Go Because you Need to Make Connections. Adoptees exist within a world that does not well meet our holistic, adoption-specific needs. There’s no guarantee of post-adoption support. There’s no streamlined process for accessing information. There is no mainstreamed advertisement about the unresolved policy issues we face. Our needs are highly politicized—who has their needs met and to what degree those needs are me—is dependent upon the knowledge of what supports exist and how to access them. We need to take every opportunity to have conversations, “what do you need and how can I help you?” Connecting within the adoption community, adoptees exchanging their “survive” and their “thrive” tools, is vital to the welfare of all adoptees.

Go Because the Needs of Korean American Adoptees are your Needs. My participation in the adoption community, at first, was entirely centered on aspects of adoption that impact me personally: my reunion, my birth record.

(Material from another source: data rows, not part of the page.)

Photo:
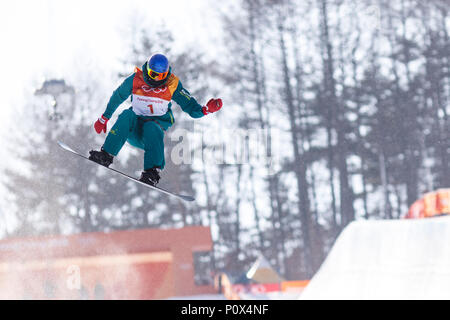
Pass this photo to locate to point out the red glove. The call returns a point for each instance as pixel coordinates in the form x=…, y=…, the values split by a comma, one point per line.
x=100, y=124
x=212, y=106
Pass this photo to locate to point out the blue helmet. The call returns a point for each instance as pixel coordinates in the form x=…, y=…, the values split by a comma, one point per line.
x=158, y=70
x=158, y=63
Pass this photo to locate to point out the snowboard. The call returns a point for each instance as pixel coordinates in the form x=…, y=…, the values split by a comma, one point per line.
x=179, y=196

Plainly, I first moved into community action for my own benefit. When we first embark out into adoption community spaces adoptees may be driven by our own needs—whatever they may be. But it’s not OK when we never move past that. Adoptees must be each others allies, and that’s so much more than simply saying we’re allies. At KAAN, it’s all of us adoptees showing up for Korean American adoptees. If the needs of Korean American adoptees aren’t met, none of our needs are met. If their voices aren’t respected, none of our voices are respected. If their work and contributions aren’t valued, none of us are valued.


MY SHORT LIST OF RECOMMENDED SESSIONS Click here for full schedule and details. There are over thirty sessions and support forums, with general sessions open to all adults and adult-adoptee-only sessions in every block. We also offer youth and childcare programming for younger adoptees and siblings or children of adoptees.

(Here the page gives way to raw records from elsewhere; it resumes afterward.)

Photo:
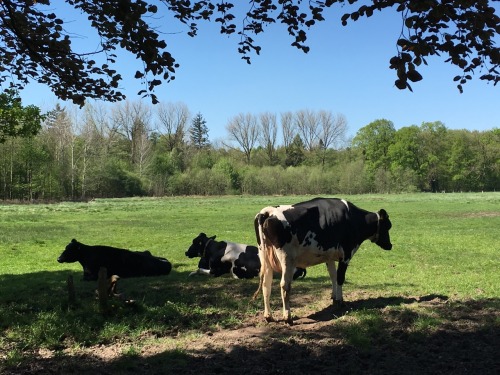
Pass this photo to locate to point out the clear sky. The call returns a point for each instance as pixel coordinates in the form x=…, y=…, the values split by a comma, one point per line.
x=346, y=72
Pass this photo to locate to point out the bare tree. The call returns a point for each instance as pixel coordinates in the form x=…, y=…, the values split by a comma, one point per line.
x=288, y=129
x=307, y=123
x=133, y=121
x=173, y=119
x=269, y=132
x=243, y=129
x=332, y=131
x=332, y=128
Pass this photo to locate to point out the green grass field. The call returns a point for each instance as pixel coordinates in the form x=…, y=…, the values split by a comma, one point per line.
x=443, y=245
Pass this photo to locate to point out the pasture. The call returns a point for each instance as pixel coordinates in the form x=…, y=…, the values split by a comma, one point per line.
x=431, y=305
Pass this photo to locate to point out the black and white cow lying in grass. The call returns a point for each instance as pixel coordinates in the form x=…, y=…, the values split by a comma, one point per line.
x=121, y=262
x=223, y=257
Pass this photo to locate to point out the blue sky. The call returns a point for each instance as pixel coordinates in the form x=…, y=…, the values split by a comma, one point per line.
x=346, y=72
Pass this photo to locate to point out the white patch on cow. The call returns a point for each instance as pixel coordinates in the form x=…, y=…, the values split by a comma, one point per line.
x=233, y=251
x=200, y=271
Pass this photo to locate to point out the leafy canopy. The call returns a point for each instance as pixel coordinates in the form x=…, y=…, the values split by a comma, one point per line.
x=35, y=46
x=16, y=120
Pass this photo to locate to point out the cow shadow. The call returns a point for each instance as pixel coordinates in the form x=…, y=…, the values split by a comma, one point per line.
x=338, y=310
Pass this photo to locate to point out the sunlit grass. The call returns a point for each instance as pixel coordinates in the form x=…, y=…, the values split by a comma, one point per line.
x=444, y=244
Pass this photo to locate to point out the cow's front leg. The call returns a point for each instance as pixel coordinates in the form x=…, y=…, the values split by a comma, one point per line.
x=340, y=280
x=336, y=289
x=286, y=288
x=267, y=279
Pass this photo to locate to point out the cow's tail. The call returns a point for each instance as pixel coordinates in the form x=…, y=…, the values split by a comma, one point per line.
x=266, y=252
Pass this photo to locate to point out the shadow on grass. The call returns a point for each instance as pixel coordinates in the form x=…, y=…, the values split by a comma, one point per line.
x=467, y=341
x=338, y=310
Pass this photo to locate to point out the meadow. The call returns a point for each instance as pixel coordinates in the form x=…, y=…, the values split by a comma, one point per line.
x=444, y=266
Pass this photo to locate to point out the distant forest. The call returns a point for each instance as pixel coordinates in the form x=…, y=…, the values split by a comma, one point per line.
x=132, y=149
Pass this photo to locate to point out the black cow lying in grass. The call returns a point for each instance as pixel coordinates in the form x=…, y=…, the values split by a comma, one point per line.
x=221, y=257
x=121, y=262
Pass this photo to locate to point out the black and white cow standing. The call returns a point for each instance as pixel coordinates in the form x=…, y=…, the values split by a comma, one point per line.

  1. The 2016 Presidential Election, Race, and Microaggressions within the Family, with Dr. Kimberly McKee. Adoptee attendees will have the opportunity to connect and exchange tools with one another on responding to and navigating racial microaggressions they encounter during election season—particularly within their adoptive families.

  2. Living With Challenges, with Shannon Jordan, Kristin Jordan, and Jaime Hooker. This workshop will highlight the intersections of adoption, race, and ability. Adoptee attendees will learn tools shared by other adoptees, for navigating barriers to their needs and wellness.

  3. LGBTQ Adoptees and Allies: Open Forum, with Michael Burdan, Kate Zielaskowski MS, Alex Myung Wager. Adoptees have the opportunity to hear the experiences of adoptee members of the LGBTQ community and discuss sexual orientation, gender identity, and being adopted in a safe space—as well as learn how to be an ally to adoptee members of the LGBTQ community.

  4. Understanding the “Good” Adoptee, with Katie Jae Naftzger LICSW. Adoptee attendees have the opportunity to confront the pervasive and iconic concept of being a “good adoptee” which impacts us all in different ways.

  5. Recentering Our Conversations About Race, with Erica Gehringer, JaeRan Kim PhD, MSW, LISW, Katie Bozek Ph.D., LMFT, and Susan Harris O’Connor MSW. Adoptee attendees can learn what to do when conversations about race and racism are re-centered onto the reactions and feelings of white people. For me, I’m going to understand ways in which my voice may be de-railing important conversations about race—and how to knock that off.


I’ll be looking for you at #KAAN2016!